Resnets with pre-activation layers (Resnet-v2) are widely used for vision applications. Pre-trained frozen graph for resnet-v2-101 is available at the Tensorflow Lite model repository.
You can convert the frozen graph to a TensorFLow Lite flatbuffer with quantization by:
In [0]:
archive_path = tf.keras.utils.get_file("resnet_v2_101.tgz", "https://storage.googleapis.com/download.tensorflow.org/models/tflite_11_05_08/resnet_v2_101.tgz", extract=True)
archive_path = pathlib.Path(archive_path)
archive_dir = str(archive_path.parent)
The info.txt file lists the input and output names. You can also find them using TensorBoard to visually inspect the graph.
In [0]:
! cat {archive_dir}/resnet_v2_101_299_info.txt
In [0]:
graph_def_file = pathlib.Path(archive_path).parent/"resnet_v2_101_299_frozen.pb"
input_arrays = ["input"]
output_arrays = ["output"]
converter = tf.lite.TFLiteConverter.from_frozen_graph(
str(graph_def_file), input_arrays, output_arrays, input_shapes={"input":[1,299,299,3]})
converter.optimizations = [tf.lite.Optimize.OPTIMIZE_FOR_SIZE]

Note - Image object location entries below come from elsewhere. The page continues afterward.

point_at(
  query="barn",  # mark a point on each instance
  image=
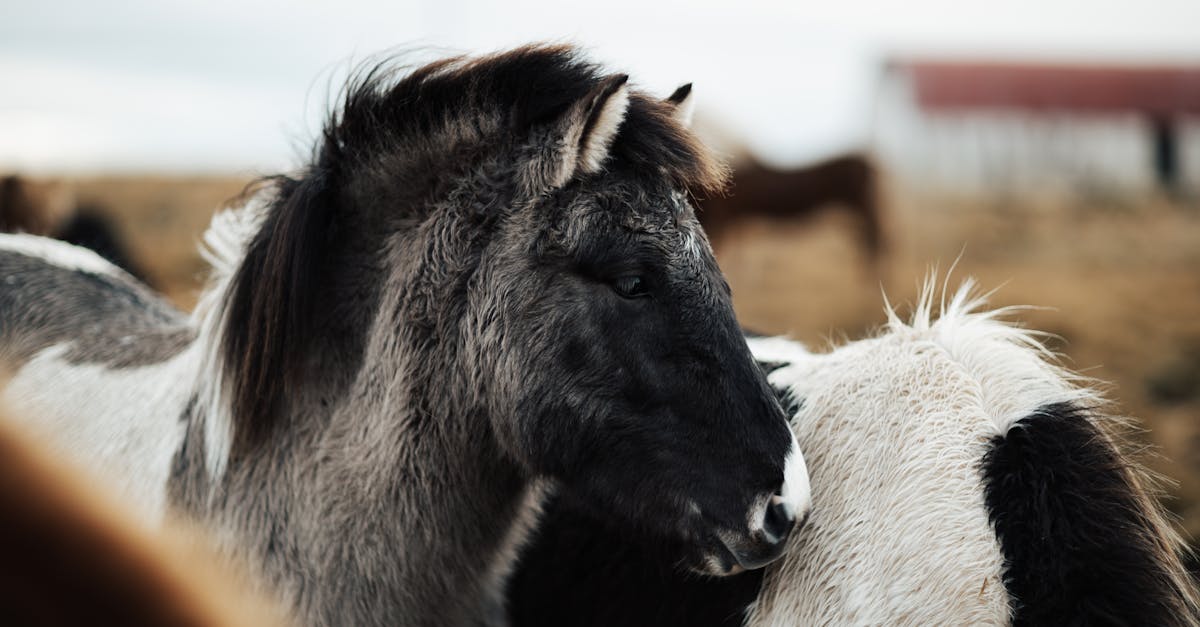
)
(997, 126)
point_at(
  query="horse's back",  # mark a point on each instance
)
(97, 358)
(959, 478)
(53, 292)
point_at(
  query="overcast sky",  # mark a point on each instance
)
(223, 85)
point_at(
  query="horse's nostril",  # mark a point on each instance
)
(778, 521)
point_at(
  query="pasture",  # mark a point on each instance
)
(1119, 278)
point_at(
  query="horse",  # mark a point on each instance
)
(845, 181)
(487, 282)
(960, 477)
(47, 210)
(73, 555)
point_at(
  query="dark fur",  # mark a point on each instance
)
(426, 322)
(427, 326)
(1080, 538)
(291, 256)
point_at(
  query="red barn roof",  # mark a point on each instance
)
(966, 85)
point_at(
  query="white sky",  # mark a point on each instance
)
(225, 85)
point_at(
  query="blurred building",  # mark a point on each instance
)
(1003, 126)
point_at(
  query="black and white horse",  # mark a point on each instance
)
(959, 478)
(489, 275)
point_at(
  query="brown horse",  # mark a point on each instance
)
(73, 555)
(847, 183)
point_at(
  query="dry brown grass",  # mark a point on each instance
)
(1120, 279)
(1120, 286)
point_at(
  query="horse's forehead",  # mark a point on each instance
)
(666, 212)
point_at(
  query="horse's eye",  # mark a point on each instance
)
(630, 286)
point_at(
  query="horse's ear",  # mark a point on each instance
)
(583, 135)
(684, 103)
(268, 318)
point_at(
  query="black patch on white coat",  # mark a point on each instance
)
(1079, 547)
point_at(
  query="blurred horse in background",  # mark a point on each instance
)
(846, 183)
(51, 209)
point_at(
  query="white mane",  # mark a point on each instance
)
(223, 248)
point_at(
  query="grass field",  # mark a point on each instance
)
(1117, 281)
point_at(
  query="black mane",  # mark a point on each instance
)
(401, 138)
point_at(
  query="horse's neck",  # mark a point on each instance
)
(400, 501)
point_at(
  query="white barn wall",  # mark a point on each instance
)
(1006, 150)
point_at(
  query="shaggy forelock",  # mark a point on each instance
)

resnet_tflite_file = graph_def_file.parent/"resnet_v2_101_quantized.tflite"
resnet_tflite_file.write_bytes(converter.convert())
In [0]:
!ls -lh {archive_dir}/*.tflite
The model size reduces from 171 MB to 43 MB. The accuracy of this model on imagenet can be evaluated using the scripts provided for TFLite accuracy measurement.
The optimized model top-1 accuracy is 76.8, the same as the floating point model.